Caso Samylle: tia de menina morta após agressões é presa com manifestação favorável do MPRS
A tia de Samylle Valentina Borba Ramiro, de 4 anos, que estava responsável pelos cuidados da menina, foi presa nesta quinta-feira, 27 de agosto, após a Justiça decretar sua prisão preventiva. A decisão foi tomada após manifestação favorável do Ministério Público do Rio Grande do Sul (MPRS), assinada pela promotora de Justiça Luciana Cano Casarotto.
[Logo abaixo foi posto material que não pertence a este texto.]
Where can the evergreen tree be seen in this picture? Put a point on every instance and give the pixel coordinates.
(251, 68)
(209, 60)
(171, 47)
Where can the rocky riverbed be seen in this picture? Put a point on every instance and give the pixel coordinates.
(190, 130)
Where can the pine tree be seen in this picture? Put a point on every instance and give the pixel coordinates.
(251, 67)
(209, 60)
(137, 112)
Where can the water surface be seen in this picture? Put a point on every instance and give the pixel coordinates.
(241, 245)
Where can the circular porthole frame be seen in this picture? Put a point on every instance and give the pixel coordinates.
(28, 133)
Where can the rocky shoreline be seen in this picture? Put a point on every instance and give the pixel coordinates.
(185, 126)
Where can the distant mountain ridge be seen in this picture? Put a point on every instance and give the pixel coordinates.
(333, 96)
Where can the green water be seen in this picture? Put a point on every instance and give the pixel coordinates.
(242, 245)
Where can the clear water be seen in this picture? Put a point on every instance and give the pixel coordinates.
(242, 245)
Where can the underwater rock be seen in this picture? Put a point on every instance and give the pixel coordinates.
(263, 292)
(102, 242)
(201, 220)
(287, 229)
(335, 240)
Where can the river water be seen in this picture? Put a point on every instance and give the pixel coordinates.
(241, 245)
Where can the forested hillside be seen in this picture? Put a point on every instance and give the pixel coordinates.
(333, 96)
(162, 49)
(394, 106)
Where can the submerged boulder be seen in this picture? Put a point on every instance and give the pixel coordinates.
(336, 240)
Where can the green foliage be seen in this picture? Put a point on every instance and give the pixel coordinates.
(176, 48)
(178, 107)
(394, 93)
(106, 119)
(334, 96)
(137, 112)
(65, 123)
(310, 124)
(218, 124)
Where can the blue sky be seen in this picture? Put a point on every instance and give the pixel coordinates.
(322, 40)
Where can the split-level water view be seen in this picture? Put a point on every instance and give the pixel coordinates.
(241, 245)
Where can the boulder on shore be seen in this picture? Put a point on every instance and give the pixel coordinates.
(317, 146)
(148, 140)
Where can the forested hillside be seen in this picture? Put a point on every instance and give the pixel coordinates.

Samylle chegou sem vida à UPA Bom Jesus, na madrugada de 16 para 17 de agosto, com sinais de violência pelo corpo.
Conforme o parecer do MPRS, há indícios de que a investigada praticou, em tese, uma conduta omissiva penalmente relevante ao deixar de providenciar atendimento imediato à criança, mesmo após constatar lesões graves em seu corpo. Embora as agressões físicas sejam atribuídas ao companheiro da investigada, o Ministério Público sustenta que ela tinha dever legal de proteção e, segundo os elementos reunidos até o momento, condições concretas de buscar atendimento médico e evitar o agravamento do quadro da menina.
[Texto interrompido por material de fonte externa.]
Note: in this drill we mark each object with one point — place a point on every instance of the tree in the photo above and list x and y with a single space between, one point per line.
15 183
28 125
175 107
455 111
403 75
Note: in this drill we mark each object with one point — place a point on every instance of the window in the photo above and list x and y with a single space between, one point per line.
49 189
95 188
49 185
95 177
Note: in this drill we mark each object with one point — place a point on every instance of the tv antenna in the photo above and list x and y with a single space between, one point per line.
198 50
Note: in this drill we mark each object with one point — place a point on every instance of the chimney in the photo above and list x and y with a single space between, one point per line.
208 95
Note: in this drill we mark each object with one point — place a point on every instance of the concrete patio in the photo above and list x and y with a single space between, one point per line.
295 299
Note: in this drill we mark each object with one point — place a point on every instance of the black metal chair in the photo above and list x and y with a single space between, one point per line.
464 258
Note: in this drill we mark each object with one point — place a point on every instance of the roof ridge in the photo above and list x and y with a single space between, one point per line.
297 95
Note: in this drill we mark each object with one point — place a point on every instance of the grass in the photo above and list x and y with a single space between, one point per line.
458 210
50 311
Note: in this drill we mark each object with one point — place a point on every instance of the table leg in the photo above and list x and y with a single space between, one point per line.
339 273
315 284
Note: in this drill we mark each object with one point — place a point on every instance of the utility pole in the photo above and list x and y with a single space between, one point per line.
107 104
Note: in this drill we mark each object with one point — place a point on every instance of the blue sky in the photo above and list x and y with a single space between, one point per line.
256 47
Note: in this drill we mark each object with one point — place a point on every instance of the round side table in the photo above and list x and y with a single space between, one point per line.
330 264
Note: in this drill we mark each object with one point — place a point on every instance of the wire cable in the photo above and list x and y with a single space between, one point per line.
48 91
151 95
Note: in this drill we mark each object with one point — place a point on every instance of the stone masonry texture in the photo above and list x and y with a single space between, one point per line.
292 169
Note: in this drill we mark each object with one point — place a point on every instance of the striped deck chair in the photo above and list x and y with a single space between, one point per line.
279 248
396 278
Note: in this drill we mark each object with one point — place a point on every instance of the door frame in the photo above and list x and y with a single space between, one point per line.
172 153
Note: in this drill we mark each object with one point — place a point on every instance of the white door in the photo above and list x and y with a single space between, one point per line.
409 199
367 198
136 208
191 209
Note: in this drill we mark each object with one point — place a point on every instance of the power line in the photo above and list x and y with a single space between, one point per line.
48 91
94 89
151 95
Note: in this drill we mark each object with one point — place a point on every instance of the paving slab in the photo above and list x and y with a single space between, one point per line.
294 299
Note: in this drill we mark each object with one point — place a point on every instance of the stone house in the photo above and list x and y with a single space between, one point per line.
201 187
Segundo a investigação, a tia afirmou ter chegado em casa por volta das 21h30 e percebido hematomas no corpo da criança. Samylle, contudo, somente deu entrada na unidade de saúde às 23h50. Para o MPRS, esse intervalo constitui elemento relevante para a análise da conduta da investigada e dos fundamentos cautelares da prisão preventiva.
No parecer, a promotora destaca que as lesões apresentadas pela menina eram extensas e perceptíveis. O laudo de necropsia apontou extensa equimose na região dos glúteos e do quadril, acompanhada de importante infiltração hemorrágica em tecidos profundos do abdômen e da pelve. A perícia concluiu que essas lesões, assim como outras encontradas na cabeça da vítima, decorreram de agressões recentes, graves, de repercussão aguda, e contribuíram para a morte da criança.
O Ministério Público também ressaltou que a versão apresentada pela investigada se mostra, em determinados pontos, incompatível com os achados periciais, especialmente ao atribuir parte dos hematomas a fatos anteriores. Segundo a perícia, os ferimentos identificados eram recentes, o que reforça, em tese, a hipótese de que a investigada tinha conhecimento da gravidade da situação e, ainda assim, não providenciou atendimento médico de forma imediata.
A manifestação do MP considera que os elementos disponíveis até o momento não se mostram compatíveis, em princípio, com uma simples percepção equivocada da gravidade do quadro. A investigada, segundo a análise do Ministério Público, não apenas possuía dever jurídico de proteção, como também tinha condições concretas de buscar socorro para a menina.
Segundo a promotora Luciana Cano Casarotto, "a prisão cautelar busca dar maior garantia de efetividade para a complementação das investigações, que ainda estão em curso".